Distribution / operational

  1. Providers on a consolidated modules branch? Staying separate for now. Revisit if a second optional provider appears.

  2. Per-group module enablement. Modules are currently project-wide. If one agent group wants approvals and another doesn't, we'd need per-group feature flags. Flag if asked.

  3. Module removal UX. We do not drop tables on uninstall. Is that the right default? (Alternative: /remove-<module> optionally runs a down migration. YAGNI until requested.)

  4. Cross-module ordering for the response dispatcher. Registration order determines who claims a given questionId. IDs are disjoint in practice (q-… vs appr-…), so first-match-wins is safe. If a third response-consuming module arrives, we may need keyed dispatch.

  5. Versioned module migrations. Reinstalls are idempotent (migrator skips anything already in schema_version). If a module ships a new migration in a later version, the install skill must append the new file + barrel entry without touching prior ones. Simplest rule: install skills are additive; content changes to an already-applied migration are a hard error.

  6. Telegram pairing imports from permissions (channels branch). src/channels/telegram.ts reaches into src/modules/permissions/db/* for grantRole/hasAnyOwner/upsertUser in the pairing-bootstrap branch. Cross-branch tier violation. Fix: extract those writes into a pairing helper (e.g. src/channels/telegram-pairing-accept.ts or setup/pair-telegram.ts). Non-blocking.

Core slotting (files not explicitly discussed)

  1. state-sqlite.ts, webhook-server.ts, timezone.ts. state-sqlite is likely core (host tracker). Webhook-server likely core (channel infra). Timezone likely core utility. Confirm if any of them prove to be module-shaped during future audits.

  2. Chat SDK bridge location. src/channels/chat-sdk-bridge.ts is channel infra that bridges adapters on the channels branch. Stays in src/channels/ for now.

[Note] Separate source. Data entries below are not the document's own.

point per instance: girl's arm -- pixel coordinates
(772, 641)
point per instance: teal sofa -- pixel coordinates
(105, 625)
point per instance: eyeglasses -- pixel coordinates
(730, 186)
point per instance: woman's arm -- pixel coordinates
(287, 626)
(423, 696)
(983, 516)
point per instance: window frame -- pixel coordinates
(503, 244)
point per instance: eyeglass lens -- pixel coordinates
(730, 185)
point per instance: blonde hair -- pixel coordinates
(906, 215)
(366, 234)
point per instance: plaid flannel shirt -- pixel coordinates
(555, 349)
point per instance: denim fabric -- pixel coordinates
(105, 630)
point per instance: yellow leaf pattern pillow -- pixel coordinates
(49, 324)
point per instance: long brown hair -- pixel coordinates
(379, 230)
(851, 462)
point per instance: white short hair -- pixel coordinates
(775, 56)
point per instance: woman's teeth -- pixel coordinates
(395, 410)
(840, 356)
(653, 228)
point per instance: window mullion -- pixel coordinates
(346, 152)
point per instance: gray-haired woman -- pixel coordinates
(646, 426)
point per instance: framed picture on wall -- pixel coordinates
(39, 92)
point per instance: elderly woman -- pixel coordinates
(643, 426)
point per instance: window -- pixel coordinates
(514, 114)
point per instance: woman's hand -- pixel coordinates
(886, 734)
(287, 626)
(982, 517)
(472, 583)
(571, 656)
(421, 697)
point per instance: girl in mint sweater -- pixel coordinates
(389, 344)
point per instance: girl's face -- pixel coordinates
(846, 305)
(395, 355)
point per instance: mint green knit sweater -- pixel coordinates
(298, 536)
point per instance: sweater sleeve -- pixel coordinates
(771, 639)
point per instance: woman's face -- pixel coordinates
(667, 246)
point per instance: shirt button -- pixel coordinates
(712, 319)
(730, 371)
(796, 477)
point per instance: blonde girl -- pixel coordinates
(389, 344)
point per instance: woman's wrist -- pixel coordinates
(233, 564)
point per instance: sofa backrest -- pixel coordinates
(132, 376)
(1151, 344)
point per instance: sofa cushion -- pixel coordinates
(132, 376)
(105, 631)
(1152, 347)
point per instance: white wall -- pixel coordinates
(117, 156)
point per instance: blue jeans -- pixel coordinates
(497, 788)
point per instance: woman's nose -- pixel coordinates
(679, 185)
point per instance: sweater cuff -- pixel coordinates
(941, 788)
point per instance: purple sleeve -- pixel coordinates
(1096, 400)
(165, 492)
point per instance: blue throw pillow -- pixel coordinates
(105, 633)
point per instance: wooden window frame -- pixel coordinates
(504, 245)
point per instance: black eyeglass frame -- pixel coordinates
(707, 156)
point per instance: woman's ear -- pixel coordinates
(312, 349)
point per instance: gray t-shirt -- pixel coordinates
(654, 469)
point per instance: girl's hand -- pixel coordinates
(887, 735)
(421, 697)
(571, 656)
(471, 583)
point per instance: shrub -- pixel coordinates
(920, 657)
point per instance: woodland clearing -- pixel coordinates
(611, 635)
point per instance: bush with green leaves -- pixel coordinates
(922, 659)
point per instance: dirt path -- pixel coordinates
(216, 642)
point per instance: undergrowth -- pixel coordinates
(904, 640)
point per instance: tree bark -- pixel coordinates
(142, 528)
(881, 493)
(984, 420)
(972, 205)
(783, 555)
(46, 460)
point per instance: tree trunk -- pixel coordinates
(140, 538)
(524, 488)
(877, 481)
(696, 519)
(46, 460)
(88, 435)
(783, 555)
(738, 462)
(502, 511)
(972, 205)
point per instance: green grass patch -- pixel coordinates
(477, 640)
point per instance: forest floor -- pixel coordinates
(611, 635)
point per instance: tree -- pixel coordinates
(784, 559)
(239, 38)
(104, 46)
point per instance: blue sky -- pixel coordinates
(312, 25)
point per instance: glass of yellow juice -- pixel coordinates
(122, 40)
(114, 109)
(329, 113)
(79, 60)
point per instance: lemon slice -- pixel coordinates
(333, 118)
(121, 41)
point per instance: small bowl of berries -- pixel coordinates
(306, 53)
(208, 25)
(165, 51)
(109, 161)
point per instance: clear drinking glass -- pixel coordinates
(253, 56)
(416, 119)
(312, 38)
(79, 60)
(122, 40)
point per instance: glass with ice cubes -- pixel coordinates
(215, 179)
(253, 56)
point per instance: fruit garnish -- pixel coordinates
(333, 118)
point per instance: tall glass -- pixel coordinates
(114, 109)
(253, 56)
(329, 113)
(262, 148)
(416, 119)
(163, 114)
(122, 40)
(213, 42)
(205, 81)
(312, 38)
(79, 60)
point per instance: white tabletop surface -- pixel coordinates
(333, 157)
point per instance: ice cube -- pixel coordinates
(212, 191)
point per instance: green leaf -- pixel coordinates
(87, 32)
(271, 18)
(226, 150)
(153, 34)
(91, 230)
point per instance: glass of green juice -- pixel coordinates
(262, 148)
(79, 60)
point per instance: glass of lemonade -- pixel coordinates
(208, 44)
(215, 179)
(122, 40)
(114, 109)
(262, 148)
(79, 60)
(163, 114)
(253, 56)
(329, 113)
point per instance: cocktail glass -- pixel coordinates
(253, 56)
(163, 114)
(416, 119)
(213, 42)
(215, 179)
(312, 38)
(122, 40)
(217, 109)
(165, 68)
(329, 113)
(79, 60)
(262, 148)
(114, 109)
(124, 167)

  3. OneCLI credential injection. Lives in container-runner.ts. Every agent call uses it, no clean optional boundary. Stays core. Related: onecli-approvals.ts is bundled inside the approvals default module on the assumption OneCLI stays in core. If OneCLI later moves to its own module, onecli-approvals follows.

Documentation

  1. CLAUDE.md content per module. Every module ships with project.md + agent.md. Need a dedicated review pass: (a) write the missing agent-to-agent snippets, (b) audit other modules for accuracy/tone, (c) confirm agent.md files are actually tailored for the agent vs. copy-pastes of project.md.

  2. Split system CLAUDE.md from user CLAUDE.md. Project CLAUDE.md and groups/global/CLAUDE.md mix system-authored content (module contracts, install-skill appends) with user customizations. Updates currently risk clobbering user intent. Look at a system-owned region (or separate file) that skills rewrite freely plus a user-owned one that's never touched. Related to #16.


Where the canonical references live

This doc (REFACTOR.md) is transient — prune when open questions close; retire entirely once the refactor is fully behind us and the operational patterns have been absorbed into CLAUDE.md or docs/.